Some of the features of the eRoom connector include:
- Performs incremental crawling (so that only new/updated documents are indexed).
- Fetches LDAP (including Active Directory) access control lists (ACLs) for document-level security (including users and groups).
- Metadata extraction.
- Is search engine independent
- Runs from any machine with access to the given eRoom site.
- Designed to support early binding mechanisms and group expansion of nested permissions.
- Filter the crawled documents by file names using regex patterns.
- Supports Windows/Linux/MacOS file shares.

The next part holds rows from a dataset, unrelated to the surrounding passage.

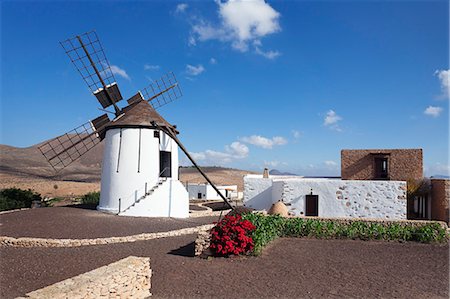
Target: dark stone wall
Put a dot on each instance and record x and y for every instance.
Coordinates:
(403, 164)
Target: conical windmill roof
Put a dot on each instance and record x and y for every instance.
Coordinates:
(139, 115)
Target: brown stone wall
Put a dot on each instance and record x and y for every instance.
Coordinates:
(403, 164)
(440, 196)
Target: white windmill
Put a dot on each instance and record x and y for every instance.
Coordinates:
(140, 160)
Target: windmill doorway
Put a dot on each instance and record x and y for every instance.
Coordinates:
(312, 205)
(165, 164)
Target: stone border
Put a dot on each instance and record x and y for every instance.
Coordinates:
(41, 242)
(127, 278)
(202, 241)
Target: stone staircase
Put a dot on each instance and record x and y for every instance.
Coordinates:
(147, 194)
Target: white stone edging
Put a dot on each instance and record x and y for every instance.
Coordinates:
(127, 278)
(42, 242)
(12, 211)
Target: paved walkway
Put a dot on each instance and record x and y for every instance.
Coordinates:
(288, 268)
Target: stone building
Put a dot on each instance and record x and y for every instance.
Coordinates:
(373, 184)
(440, 197)
(382, 164)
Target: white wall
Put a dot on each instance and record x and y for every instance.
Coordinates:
(195, 189)
(208, 191)
(337, 198)
(169, 200)
(125, 173)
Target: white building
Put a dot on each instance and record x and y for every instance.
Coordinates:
(329, 198)
(140, 167)
(206, 191)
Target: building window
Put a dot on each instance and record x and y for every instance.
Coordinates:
(381, 168)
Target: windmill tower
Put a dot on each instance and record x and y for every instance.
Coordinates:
(140, 160)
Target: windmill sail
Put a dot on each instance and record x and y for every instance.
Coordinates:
(65, 149)
(86, 53)
(162, 91)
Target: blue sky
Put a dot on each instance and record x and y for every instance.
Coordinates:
(283, 84)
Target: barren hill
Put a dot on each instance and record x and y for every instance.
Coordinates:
(27, 168)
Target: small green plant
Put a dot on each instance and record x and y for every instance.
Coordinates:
(15, 198)
(91, 198)
(270, 227)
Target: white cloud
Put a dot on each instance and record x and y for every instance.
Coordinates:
(330, 163)
(331, 120)
(194, 70)
(444, 78)
(296, 134)
(249, 19)
(119, 72)
(271, 164)
(234, 151)
(192, 41)
(181, 8)
(437, 169)
(242, 22)
(267, 54)
(433, 111)
(149, 67)
(264, 142)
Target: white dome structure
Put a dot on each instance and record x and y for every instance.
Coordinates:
(140, 166)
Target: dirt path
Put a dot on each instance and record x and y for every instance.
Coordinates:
(289, 268)
(77, 223)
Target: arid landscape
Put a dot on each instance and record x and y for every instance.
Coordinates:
(26, 168)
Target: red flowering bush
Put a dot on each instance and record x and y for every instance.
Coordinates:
(232, 235)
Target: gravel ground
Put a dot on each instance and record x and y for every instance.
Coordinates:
(290, 268)
(79, 223)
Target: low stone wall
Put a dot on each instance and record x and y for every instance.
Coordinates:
(202, 242)
(336, 198)
(41, 242)
(127, 278)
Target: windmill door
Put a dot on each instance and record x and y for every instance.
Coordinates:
(165, 165)
(312, 205)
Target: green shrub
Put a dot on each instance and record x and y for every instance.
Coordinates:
(91, 198)
(15, 198)
(270, 227)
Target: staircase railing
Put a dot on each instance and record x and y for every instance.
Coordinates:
(174, 137)
(146, 193)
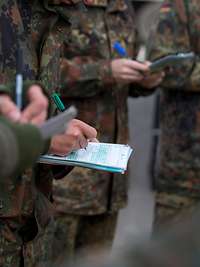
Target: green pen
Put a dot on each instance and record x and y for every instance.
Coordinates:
(58, 102)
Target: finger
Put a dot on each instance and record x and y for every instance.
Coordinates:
(83, 142)
(94, 140)
(136, 65)
(38, 120)
(9, 109)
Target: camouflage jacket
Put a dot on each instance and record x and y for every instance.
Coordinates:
(84, 43)
(19, 193)
(178, 168)
(17, 153)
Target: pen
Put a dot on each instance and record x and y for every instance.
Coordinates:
(58, 102)
(120, 49)
(19, 79)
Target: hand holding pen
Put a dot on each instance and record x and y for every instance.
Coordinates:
(126, 70)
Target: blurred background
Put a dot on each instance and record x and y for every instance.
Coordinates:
(136, 219)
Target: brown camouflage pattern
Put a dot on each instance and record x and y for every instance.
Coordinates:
(86, 81)
(178, 167)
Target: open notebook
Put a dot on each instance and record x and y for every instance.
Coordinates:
(100, 156)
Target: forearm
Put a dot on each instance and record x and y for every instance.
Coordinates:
(20, 147)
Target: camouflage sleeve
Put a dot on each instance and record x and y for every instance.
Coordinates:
(172, 36)
(20, 147)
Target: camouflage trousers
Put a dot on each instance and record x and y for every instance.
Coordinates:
(80, 237)
(25, 246)
(171, 207)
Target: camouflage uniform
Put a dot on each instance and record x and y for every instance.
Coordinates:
(25, 211)
(178, 168)
(17, 153)
(87, 201)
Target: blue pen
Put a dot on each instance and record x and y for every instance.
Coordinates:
(120, 49)
(19, 79)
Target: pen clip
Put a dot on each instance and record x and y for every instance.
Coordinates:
(58, 102)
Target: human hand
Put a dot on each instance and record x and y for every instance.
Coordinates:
(35, 112)
(8, 108)
(152, 80)
(75, 137)
(128, 70)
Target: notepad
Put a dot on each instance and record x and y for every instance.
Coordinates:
(100, 156)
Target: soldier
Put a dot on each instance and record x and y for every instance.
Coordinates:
(178, 169)
(26, 223)
(94, 78)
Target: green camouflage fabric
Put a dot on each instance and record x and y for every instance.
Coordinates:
(85, 80)
(17, 152)
(178, 165)
(26, 223)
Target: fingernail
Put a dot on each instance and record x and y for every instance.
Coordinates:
(15, 115)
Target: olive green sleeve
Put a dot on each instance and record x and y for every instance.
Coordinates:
(20, 147)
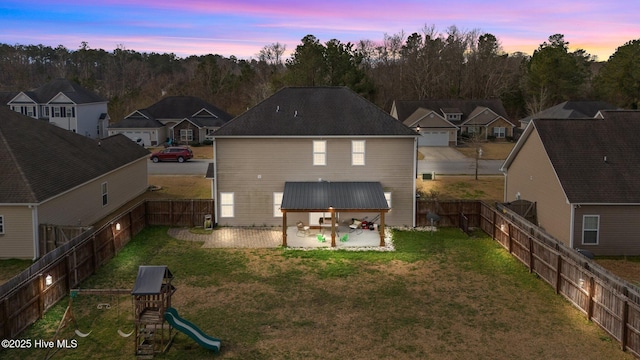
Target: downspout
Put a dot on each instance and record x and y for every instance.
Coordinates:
(415, 175)
(571, 225)
(214, 186)
(36, 236)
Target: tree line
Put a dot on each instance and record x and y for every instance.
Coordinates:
(428, 64)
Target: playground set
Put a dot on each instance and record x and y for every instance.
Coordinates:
(154, 318)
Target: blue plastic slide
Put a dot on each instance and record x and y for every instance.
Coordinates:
(204, 340)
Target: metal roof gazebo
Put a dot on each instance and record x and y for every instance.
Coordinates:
(333, 197)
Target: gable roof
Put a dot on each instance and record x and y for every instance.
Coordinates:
(314, 111)
(428, 118)
(53, 160)
(180, 107)
(404, 108)
(597, 161)
(571, 110)
(72, 90)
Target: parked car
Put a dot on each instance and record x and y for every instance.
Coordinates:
(172, 153)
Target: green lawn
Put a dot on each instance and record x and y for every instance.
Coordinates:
(441, 295)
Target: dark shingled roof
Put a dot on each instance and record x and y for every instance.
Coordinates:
(340, 195)
(72, 90)
(577, 149)
(39, 160)
(314, 111)
(572, 110)
(405, 108)
(180, 107)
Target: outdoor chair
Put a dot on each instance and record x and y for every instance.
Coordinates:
(303, 230)
(356, 226)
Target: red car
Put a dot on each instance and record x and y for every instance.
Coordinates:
(173, 153)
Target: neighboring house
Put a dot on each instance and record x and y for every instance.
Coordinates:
(583, 176)
(175, 119)
(52, 176)
(313, 140)
(569, 110)
(65, 104)
(441, 122)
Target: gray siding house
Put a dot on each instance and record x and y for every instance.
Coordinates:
(583, 175)
(306, 135)
(180, 119)
(67, 105)
(57, 177)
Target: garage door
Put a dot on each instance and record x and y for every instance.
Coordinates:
(137, 136)
(433, 138)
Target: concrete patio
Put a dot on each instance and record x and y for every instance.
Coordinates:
(256, 237)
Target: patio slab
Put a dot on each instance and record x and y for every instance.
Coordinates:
(256, 237)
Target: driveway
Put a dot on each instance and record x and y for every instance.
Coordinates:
(449, 161)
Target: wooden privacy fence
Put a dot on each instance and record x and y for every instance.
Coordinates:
(605, 299)
(26, 297)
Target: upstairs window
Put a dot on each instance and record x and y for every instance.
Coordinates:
(277, 202)
(590, 229)
(105, 194)
(319, 152)
(357, 152)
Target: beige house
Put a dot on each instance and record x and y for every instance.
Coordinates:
(441, 122)
(583, 176)
(308, 135)
(50, 176)
(177, 119)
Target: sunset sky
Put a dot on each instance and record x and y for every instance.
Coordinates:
(242, 27)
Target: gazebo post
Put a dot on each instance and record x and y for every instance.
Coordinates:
(381, 229)
(333, 226)
(284, 228)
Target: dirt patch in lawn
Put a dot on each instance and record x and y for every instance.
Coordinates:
(490, 150)
(487, 188)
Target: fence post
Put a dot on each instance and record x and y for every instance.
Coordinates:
(592, 284)
(530, 254)
(625, 320)
(7, 323)
(558, 272)
(40, 296)
(493, 224)
(510, 243)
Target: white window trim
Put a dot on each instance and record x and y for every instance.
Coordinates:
(597, 229)
(277, 203)
(104, 188)
(227, 208)
(186, 135)
(358, 157)
(319, 155)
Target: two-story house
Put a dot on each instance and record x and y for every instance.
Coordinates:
(65, 104)
(56, 177)
(320, 150)
(177, 119)
(583, 176)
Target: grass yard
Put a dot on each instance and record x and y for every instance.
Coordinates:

The eRoom connector retrieves several types of documents, listed below are the inclusions and exclusions of these documents.
- Calendar and Events
- Project Plan and Tasks
- Database and Rows
- Inbox (basic information)
- Other Files
- Comments on items
- Emails on Inbox item
- Content of Link addressed pages
Due to API limitations, the eRoom connector has the following limitations:
Multi-Threads Technical limitation
The connector will use SOAP / XML over HTTP or HTTPs to acquire information of eRoom content. The connector acquires content by doing the following:
- Go recursively through all items and documents of an eRoom site, creates sub-jobs for each object discovered. Each sub-job contains all metadata available, including ACLs.
- Saves the item states into a MongoDB instance in order to compare and perform the incremental crawls with added, updated and deleted items.